Basic Plot Preparation

Plot preparation is essential to building a readable comic. Your basic plot arc is pretty simple, our story goes from A to B to C.

Point A: The setup

This is where you let the reader know the basic facts about the situation

  • What is happening
  • Where is it happening
  • Who is it happening to
  • When is it happening

Visual elements or words can set all this u, like the narration box at the top of the page can tell us:

  • “Meanwhile back at the Baxter Building” establishes a parallel time and places the reader at the home of the Fantastic Four
  • “That morning” perhaps brings us back in time to preface what let up to now
  • The clock face at 9:00 AM shows us time and where we see the clock can tell us where

Visual cues such as sun position or stars in the sky can tell us

Point B: The conflict

A story isn’t interesting if there isn’t a conflict and solution. It’s like the verb in a sentence, it tells us something is happening. If I told you a story like “There was a pencil.” and ended it there, you would tell me its the worst story ever. Something happens in a story. There was a pencil on the ground waiting to be found. Now we have a conflict, the pencil is lost, the pencil might be found, it might not. There’s a narrative potential in the pencil.

The previous section “The Setting” gave us Who, What, Where and When, the one thing it left out is the Why. That’s the conflict, why is this happening and what is going to resolve it. That’s the basis of your story.

Point C: The resolution

How does the conflict get resolved? That’s the story you tell. What does your character have to do or learn or achieve to resolve the conflict.

Big Picture and Little Picture

Big story arcs are made up little story arcs and those little story arcs are made up of littler story arcs. Like Zeno’s paradox you need to make the little steps to get from one place to another. If we take Pokemon as an example; Ash Ketchum has got to catch ’em all, that’s the fundamental story arc for Pokemon.

  • To catch em all, he has got to catch one pokemon first
  • He has got find that one pokemon to catch
  • He has to learn how to catch that pokemon
  • he has to fight the pokemon to catch it

And that’s all if Team Rocket doesn’t create additional conflicts and plot elements to be told.
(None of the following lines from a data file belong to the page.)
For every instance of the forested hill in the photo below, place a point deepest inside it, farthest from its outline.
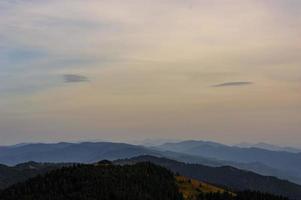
(230, 177)
(143, 181)
(105, 181)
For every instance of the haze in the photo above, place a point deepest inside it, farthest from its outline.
(223, 70)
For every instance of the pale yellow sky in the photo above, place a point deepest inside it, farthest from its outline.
(224, 70)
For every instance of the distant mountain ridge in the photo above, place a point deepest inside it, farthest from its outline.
(267, 146)
(90, 152)
(282, 161)
(226, 176)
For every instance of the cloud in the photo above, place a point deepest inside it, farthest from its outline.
(233, 84)
(73, 78)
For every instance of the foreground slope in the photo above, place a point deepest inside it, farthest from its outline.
(143, 181)
(229, 177)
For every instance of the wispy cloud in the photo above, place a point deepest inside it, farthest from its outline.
(74, 78)
(233, 84)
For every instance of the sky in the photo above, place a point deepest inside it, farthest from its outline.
(125, 70)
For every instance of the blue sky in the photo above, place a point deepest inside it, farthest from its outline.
(127, 70)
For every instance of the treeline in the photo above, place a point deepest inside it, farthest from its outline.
(245, 195)
(143, 181)
(104, 181)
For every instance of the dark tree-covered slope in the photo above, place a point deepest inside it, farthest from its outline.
(229, 177)
(143, 181)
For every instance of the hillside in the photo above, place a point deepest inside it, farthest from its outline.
(89, 152)
(229, 177)
(102, 181)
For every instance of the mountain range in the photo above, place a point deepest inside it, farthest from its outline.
(281, 164)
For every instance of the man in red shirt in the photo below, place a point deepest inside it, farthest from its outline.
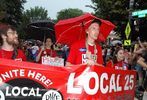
(9, 41)
(46, 50)
(87, 51)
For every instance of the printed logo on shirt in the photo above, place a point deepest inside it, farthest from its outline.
(82, 49)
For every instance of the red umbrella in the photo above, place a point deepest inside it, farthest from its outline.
(70, 30)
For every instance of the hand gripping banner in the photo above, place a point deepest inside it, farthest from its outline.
(30, 81)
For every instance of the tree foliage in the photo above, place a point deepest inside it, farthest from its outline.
(69, 13)
(35, 14)
(113, 10)
(11, 10)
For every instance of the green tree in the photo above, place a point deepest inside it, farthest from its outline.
(113, 10)
(35, 14)
(68, 13)
(116, 11)
(11, 11)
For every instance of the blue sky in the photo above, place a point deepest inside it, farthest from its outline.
(54, 6)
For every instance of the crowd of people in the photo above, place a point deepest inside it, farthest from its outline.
(84, 52)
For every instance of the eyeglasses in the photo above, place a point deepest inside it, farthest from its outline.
(12, 32)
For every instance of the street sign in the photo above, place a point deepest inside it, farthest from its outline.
(127, 42)
(127, 30)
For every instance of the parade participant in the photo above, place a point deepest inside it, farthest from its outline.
(119, 60)
(87, 51)
(46, 50)
(10, 42)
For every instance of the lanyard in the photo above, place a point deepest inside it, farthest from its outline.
(89, 55)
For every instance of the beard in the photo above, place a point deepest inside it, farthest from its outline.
(12, 41)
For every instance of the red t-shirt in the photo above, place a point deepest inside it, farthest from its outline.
(8, 55)
(77, 53)
(121, 65)
(47, 52)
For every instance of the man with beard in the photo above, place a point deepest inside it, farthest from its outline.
(9, 42)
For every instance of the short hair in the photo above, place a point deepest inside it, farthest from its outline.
(96, 21)
(3, 30)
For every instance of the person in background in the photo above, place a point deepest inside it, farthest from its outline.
(118, 60)
(87, 51)
(9, 37)
(46, 50)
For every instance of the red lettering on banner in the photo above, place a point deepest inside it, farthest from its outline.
(76, 84)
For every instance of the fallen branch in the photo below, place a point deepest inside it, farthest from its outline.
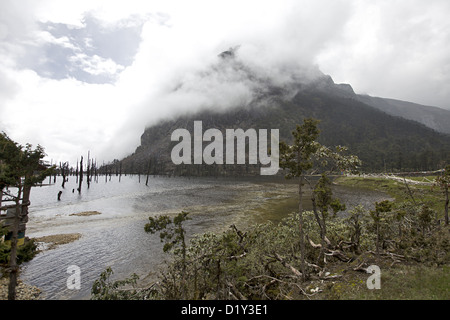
(287, 265)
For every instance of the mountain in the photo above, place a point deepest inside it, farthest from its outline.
(382, 132)
(432, 117)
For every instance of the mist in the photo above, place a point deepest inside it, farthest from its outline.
(65, 88)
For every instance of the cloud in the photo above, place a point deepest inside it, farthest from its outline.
(90, 75)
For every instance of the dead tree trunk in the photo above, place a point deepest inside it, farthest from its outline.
(148, 173)
(301, 229)
(13, 267)
(81, 175)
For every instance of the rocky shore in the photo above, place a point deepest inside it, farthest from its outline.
(23, 291)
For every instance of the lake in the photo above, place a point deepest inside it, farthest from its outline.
(116, 238)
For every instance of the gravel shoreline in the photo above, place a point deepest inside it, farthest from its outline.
(23, 291)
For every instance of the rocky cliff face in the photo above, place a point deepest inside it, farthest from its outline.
(384, 133)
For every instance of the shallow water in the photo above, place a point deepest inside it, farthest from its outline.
(116, 238)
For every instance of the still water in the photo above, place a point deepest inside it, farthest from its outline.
(116, 237)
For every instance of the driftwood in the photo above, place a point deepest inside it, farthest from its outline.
(287, 265)
(334, 253)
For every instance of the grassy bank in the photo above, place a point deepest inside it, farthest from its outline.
(262, 261)
(401, 191)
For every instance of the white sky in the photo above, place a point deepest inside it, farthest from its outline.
(90, 74)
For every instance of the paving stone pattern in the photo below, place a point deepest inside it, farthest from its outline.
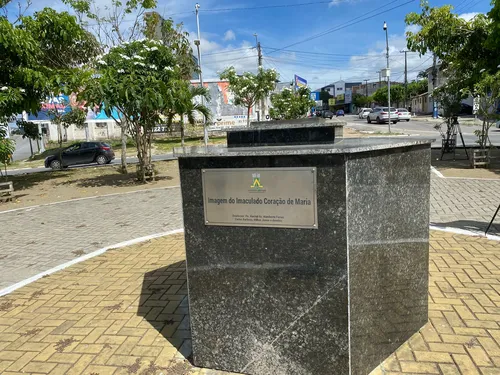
(125, 312)
(37, 239)
(465, 203)
(34, 240)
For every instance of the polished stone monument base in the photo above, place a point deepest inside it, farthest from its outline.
(337, 299)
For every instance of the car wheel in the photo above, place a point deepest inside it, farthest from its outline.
(55, 164)
(101, 160)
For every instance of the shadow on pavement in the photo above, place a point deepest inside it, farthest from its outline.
(461, 161)
(164, 304)
(115, 180)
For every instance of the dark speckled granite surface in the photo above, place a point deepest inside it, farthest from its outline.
(335, 300)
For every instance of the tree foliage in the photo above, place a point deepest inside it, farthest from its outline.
(289, 105)
(116, 22)
(249, 88)
(136, 79)
(174, 37)
(186, 104)
(40, 55)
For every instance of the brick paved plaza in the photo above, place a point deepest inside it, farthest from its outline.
(125, 312)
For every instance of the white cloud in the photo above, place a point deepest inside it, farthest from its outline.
(468, 16)
(229, 35)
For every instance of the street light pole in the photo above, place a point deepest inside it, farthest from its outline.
(388, 76)
(197, 42)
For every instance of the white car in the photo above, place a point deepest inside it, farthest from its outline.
(404, 114)
(363, 113)
(381, 115)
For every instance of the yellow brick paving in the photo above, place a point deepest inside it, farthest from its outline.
(125, 312)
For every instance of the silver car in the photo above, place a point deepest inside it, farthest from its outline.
(381, 115)
(404, 114)
(363, 113)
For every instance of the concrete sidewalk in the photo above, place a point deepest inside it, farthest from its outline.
(125, 312)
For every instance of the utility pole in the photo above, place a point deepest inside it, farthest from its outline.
(388, 76)
(262, 104)
(406, 77)
(434, 84)
(197, 42)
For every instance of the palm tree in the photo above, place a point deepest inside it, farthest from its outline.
(184, 105)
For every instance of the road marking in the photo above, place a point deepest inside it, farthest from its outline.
(30, 208)
(135, 241)
(437, 173)
(464, 232)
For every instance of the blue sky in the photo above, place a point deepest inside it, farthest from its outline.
(353, 53)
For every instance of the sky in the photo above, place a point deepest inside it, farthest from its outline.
(322, 41)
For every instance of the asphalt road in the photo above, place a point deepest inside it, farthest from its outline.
(424, 128)
(131, 160)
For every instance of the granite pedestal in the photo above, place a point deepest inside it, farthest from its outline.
(337, 298)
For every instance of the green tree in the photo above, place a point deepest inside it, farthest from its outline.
(30, 130)
(7, 148)
(114, 23)
(41, 55)
(289, 105)
(137, 80)
(249, 88)
(185, 105)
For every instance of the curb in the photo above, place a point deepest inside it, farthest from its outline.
(93, 254)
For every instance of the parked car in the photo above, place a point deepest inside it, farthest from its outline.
(327, 114)
(81, 153)
(363, 113)
(381, 115)
(404, 114)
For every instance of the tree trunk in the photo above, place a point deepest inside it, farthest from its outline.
(59, 133)
(124, 149)
(248, 115)
(182, 130)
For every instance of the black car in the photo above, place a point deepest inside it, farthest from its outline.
(327, 114)
(81, 153)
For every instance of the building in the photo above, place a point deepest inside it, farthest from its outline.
(342, 92)
(424, 104)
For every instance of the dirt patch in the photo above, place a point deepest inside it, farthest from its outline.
(72, 183)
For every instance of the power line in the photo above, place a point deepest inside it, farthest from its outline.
(257, 7)
(351, 22)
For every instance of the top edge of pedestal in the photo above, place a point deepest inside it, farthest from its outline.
(345, 146)
(291, 124)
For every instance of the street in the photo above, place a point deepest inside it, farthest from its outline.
(423, 128)
(130, 160)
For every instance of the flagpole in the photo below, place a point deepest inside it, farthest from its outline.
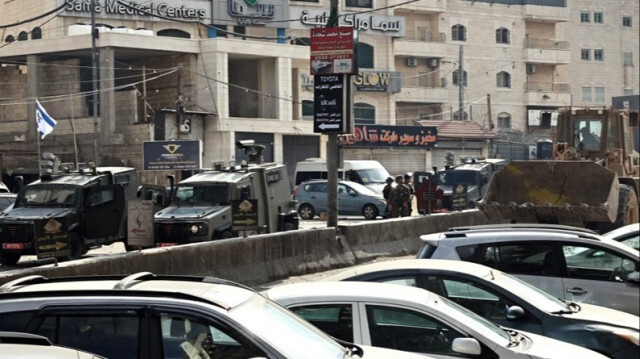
(38, 142)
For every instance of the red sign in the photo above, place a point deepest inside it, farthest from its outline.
(332, 51)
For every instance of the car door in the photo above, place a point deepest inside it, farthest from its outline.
(598, 275)
(349, 202)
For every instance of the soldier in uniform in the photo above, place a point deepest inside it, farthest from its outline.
(399, 198)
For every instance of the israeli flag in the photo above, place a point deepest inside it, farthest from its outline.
(45, 122)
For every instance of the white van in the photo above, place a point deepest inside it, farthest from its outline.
(366, 172)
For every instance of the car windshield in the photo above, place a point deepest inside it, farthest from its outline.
(453, 177)
(211, 194)
(291, 335)
(48, 196)
(537, 297)
(373, 175)
(473, 320)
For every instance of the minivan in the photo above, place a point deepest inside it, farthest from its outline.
(369, 173)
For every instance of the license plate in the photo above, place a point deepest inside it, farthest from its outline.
(166, 244)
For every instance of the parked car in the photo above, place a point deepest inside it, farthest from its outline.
(510, 302)
(572, 265)
(412, 319)
(353, 199)
(629, 235)
(21, 345)
(144, 316)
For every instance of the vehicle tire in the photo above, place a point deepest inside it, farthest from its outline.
(76, 246)
(9, 259)
(370, 211)
(306, 211)
(627, 209)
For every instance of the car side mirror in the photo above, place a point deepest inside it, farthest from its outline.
(466, 346)
(515, 312)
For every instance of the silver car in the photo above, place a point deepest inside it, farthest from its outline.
(572, 265)
(412, 319)
(145, 316)
(510, 302)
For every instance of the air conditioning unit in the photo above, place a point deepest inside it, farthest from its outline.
(433, 62)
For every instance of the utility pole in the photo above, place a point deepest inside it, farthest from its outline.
(94, 73)
(332, 149)
(461, 84)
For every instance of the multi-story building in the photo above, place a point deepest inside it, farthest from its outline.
(220, 71)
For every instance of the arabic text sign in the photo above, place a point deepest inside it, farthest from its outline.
(332, 51)
(171, 155)
(52, 238)
(329, 103)
(391, 136)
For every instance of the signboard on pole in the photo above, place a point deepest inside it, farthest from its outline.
(330, 104)
(332, 51)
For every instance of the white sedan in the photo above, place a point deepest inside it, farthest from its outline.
(412, 319)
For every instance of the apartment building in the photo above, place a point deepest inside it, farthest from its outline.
(221, 71)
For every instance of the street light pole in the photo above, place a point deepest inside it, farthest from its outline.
(94, 72)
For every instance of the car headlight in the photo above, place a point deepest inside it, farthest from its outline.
(625, 333)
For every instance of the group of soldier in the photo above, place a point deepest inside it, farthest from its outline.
(399, 194)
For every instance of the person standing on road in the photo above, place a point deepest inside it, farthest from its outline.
(399, 198)
(409, 183)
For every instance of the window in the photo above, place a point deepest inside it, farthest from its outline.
(585, 262)
(403, 329)
(598, 54)
(585, 16)
(360, 3)
(193, 338)
(174, 33)
(599, 94)
(502, 36)
(598, 17)
(458, 33)
(333, 319)
(36, 33)
(364, 114)
(504, 120)
(456, 78)
(586, 94)
(503, 79)
(365, 56)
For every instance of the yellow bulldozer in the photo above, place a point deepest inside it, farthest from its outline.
(590, 181)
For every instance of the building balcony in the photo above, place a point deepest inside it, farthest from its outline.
(545, 51)
(423, 89)
(540, 13)
(421, 45)
(547, 94)
(424, 6)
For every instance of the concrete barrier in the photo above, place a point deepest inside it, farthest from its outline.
(270, 257)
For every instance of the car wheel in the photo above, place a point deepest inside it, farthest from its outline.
(9, 259)
(306, 211)
(370, 211)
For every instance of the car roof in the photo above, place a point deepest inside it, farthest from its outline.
(622, 231)
(318, 291)
(522, 234)
(469, 268)
(220, 292)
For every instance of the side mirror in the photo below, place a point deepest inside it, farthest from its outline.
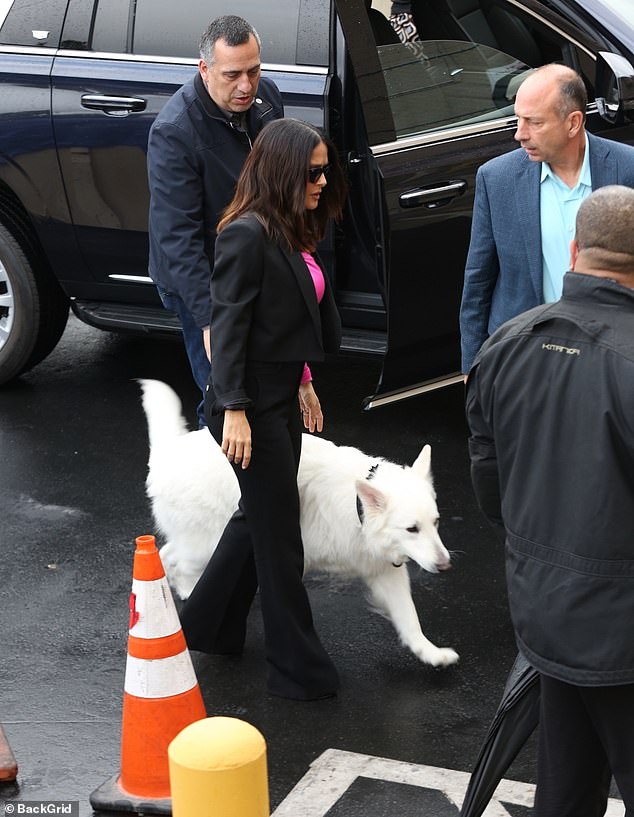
(614, 89)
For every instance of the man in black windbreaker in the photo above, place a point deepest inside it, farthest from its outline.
(196, 149)
(550, 405)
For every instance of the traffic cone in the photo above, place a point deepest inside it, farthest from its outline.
(161, 695)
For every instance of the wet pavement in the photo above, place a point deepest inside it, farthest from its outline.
(73, 450)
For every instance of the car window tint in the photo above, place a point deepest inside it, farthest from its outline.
(111, 26)
(31, 22)
(160, 29)
(447, 83)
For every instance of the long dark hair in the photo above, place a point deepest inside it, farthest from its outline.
(273, 182)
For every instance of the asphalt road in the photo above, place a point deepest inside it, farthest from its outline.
(73, 450)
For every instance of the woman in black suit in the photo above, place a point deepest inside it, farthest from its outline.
(272, 310)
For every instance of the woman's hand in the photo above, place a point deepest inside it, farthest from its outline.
(236, 437)
(310, 407)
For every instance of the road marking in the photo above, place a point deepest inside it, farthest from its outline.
(332, 773)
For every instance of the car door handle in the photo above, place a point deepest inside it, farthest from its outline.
(434, 196)
(113, 105)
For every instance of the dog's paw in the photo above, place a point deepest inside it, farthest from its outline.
(442, 657)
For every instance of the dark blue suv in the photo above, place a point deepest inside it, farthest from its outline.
(82, 80)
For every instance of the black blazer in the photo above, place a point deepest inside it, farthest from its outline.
(263, 308)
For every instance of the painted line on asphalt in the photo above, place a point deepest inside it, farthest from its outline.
(333, 772)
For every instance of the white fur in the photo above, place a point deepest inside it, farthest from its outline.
(194, 493)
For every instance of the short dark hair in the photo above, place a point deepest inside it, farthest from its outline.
(230, 28)
(574, 96)
(273, 182)
(605, 226)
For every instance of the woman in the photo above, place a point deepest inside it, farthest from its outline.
(272, 310)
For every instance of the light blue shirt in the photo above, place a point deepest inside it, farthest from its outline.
(558, 212)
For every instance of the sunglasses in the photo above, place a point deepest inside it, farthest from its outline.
(315, 173)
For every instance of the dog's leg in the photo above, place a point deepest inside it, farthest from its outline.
(391, 593)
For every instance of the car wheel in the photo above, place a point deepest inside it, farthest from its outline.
(33, 308)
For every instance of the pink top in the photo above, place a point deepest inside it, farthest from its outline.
(320, 287)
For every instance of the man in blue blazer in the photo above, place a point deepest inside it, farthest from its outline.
(526, 203)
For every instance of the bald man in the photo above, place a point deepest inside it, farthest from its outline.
(550, 406)
(526, 202)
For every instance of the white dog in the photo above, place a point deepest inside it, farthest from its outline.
(361, 516)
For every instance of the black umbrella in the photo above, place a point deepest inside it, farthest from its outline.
(514, 722)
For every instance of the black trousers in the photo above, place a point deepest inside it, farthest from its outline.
(586, 735)
(262, 545)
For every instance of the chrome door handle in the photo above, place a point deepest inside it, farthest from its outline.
(435, 196)
(113, 105)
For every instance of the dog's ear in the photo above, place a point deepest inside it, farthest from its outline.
(373, 499)
(422, 463)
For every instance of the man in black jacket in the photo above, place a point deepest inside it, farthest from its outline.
(550, 404)
(196, 149)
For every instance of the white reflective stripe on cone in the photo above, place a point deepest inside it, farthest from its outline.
(159, 677)
(155, 606)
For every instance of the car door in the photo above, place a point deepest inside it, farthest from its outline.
(119, 62)
(434, 111)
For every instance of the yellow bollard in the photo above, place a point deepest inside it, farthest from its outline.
(217, 768)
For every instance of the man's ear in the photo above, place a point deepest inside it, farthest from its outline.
(574, 253)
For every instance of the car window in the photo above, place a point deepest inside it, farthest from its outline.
(31, 22)
(159, 30)
(446, 83)
(468, 63)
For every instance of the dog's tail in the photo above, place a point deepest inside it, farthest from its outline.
(163, 411)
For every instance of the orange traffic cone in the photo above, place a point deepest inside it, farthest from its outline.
(161, 695)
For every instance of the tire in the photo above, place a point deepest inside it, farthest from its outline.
(33, 307)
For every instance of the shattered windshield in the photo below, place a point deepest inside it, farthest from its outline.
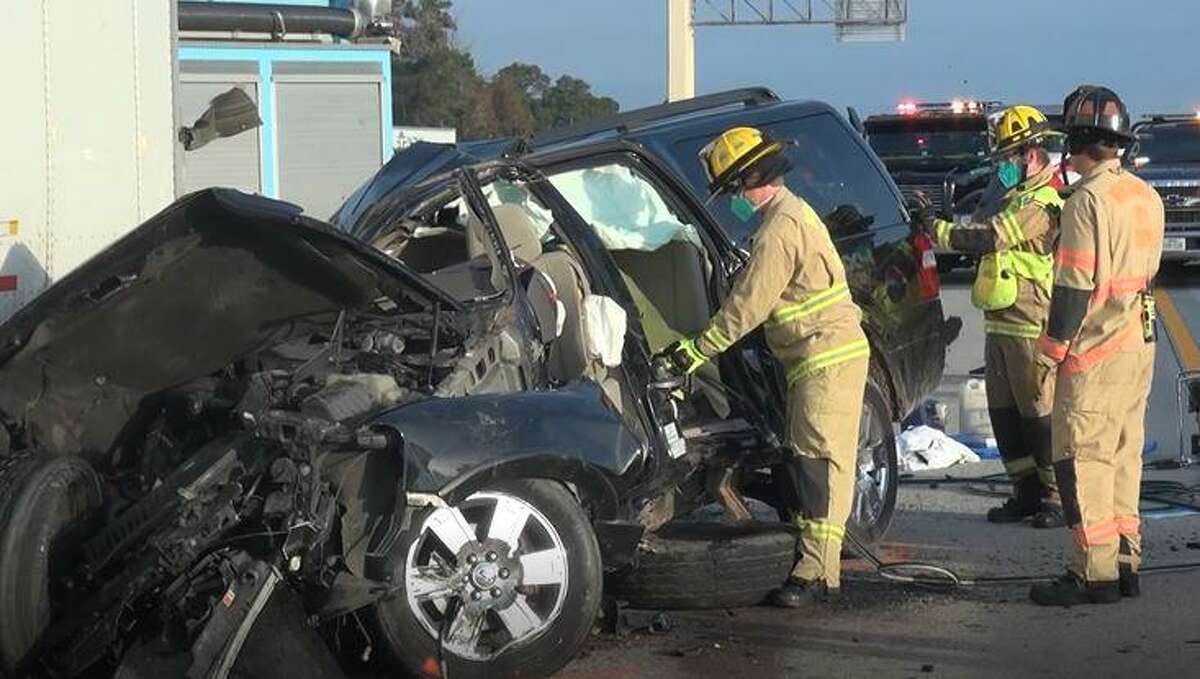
(1170, 143)
(624, 209)
(444, 239)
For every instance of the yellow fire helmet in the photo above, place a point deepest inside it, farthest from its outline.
(727, 157)
(1019, 125)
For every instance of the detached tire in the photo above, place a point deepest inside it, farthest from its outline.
(41, 499)
(707, 565)
(523, 613)
(877, 475)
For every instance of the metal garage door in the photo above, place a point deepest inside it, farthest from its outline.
(329, 131)
(233, 161)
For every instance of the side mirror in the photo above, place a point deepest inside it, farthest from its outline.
(948, 187)
(856, 120)
(229, 113)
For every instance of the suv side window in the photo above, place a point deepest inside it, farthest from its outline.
(829, 170)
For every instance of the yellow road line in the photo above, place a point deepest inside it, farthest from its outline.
(1185, 344)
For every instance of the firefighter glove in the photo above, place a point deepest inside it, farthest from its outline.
(684, 358)
(921, 208)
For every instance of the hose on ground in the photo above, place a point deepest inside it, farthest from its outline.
(933, 576)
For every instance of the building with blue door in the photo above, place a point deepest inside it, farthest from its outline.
(324, 98)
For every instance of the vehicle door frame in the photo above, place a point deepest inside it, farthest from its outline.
(403, 200)
(762, 403)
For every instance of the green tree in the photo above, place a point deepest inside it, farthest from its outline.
(425, 26)
(528, 78)
(510, 107)
(570, 101)
(437, 90)
(435, 83)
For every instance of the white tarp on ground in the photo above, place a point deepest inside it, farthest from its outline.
(923, 448)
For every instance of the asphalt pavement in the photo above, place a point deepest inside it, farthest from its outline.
(883, 630)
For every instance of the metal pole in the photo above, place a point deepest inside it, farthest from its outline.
(681, 50)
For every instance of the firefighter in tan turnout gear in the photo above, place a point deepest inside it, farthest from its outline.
(796, 286)
(1015, 234)
(1101, 337)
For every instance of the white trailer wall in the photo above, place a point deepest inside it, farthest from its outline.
(87, 132)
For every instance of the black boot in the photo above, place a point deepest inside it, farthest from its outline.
(798, 593)
(1049, 516)
(1024, 504)
(1129, 582)
(1069, 590)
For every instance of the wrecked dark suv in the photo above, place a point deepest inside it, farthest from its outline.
(430, 434)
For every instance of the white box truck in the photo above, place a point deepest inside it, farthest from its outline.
(87, 139)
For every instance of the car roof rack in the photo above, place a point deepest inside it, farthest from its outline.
(643, 116)
(1171, 116)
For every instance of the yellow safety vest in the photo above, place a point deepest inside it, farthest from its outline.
(996, 278)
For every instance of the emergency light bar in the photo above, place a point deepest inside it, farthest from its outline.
(909, 107)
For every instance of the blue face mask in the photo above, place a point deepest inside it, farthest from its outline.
(1009, 173)
(742, 208)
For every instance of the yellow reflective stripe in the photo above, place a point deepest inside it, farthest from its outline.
(1012, 329)
(1015, 233)
(717, 338)
(813, 304)
(823, 530)
(1048, 196)
(942, 233)
(857, 349)
(1020, 467)
(1033, 266)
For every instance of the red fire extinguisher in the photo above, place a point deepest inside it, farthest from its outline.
(927, 266)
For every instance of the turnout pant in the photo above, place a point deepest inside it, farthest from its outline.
(1020, 414)
(823, 413)
(1098, 439)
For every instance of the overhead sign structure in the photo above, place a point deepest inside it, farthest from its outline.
(853, 20)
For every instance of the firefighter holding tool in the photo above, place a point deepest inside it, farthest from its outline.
(1015, 232)
(795, 286)
(1099, 337)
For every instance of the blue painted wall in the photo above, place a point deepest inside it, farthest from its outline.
(267, 55)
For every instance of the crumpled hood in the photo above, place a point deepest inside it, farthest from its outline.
(213, 277)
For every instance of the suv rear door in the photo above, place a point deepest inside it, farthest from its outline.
(839, 175)
(750, 378)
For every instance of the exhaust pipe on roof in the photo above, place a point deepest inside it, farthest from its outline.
(281, 19)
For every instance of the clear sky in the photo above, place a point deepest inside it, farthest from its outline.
(1031, 50)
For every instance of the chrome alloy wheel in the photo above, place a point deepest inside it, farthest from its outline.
(486, 576)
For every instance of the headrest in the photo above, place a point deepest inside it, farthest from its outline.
(519, 229)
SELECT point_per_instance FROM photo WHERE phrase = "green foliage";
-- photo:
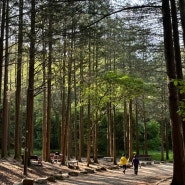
(153, 135)
(181, 85)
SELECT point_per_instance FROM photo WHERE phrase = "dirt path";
(158, 174)
(11, 171)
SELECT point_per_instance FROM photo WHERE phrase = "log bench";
(73, 162)
(108, 159)
(34, 158)
(56, 157)
(144, 157)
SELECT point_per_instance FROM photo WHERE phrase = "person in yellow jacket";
(123, 162)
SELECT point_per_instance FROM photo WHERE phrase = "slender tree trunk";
(18, 82)
(177, 135)
(44, 105)
(125, 128)
(2, 43)
(114, 136)
(182, 16)
(30, 91)
(81, 124)
(137, 128)
(49, 78)
(145, 129)
(5, 97)
(130, 131)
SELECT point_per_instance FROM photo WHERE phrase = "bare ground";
(11, 171)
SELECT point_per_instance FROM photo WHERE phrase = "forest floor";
(11, 172)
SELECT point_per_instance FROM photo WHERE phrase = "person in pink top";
(123, 162)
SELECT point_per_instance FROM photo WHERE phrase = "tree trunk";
(137, 128)
(114, 136)
(81, 124)
(177, 135)
(2, 43)
(49, 78)
(145, 128)
(5, 97)
(18, 84)
(30, 90)
(182, 16)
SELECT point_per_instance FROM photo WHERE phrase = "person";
(135, 163)
(123, 162)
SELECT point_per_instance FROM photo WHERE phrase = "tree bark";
(5, 97)
(18, 82)
(177, 133)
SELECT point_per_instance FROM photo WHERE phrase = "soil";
(105, 173)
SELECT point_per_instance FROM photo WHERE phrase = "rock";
(51, 179)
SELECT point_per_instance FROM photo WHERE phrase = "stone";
(41, 181)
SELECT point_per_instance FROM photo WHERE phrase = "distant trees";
(174, 71)
(76, 70)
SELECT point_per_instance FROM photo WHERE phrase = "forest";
(92, 78)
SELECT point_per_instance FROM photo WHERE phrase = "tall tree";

Each one of these is a little picture that breaks up into your overall story arc. You want to keep breaking your story down into little story arcs until you know what you want to resolve on a single page. Then you can move on to layout that page, with the essential elements of the story and setting.

The prompt for the weekend:

Thinking about the plot for your comic:

  • Write down the big picture arc in the briefest manner possible. “Spaceman Spiff must save Galaxy from Vogons”
  • Write down three small arcs that help get him there: Must fly to moon, Eats a sandwich on Mars, Defeats a Dragon
  • Pick a small arc and break it down into little tasks/conflicts: Find a spaceship, find a moon, find rocket fuel
  • Keep breaking it down until you have between one two or three you can fit on a page.
  • Write those down for a page layout exercise on Tuesday.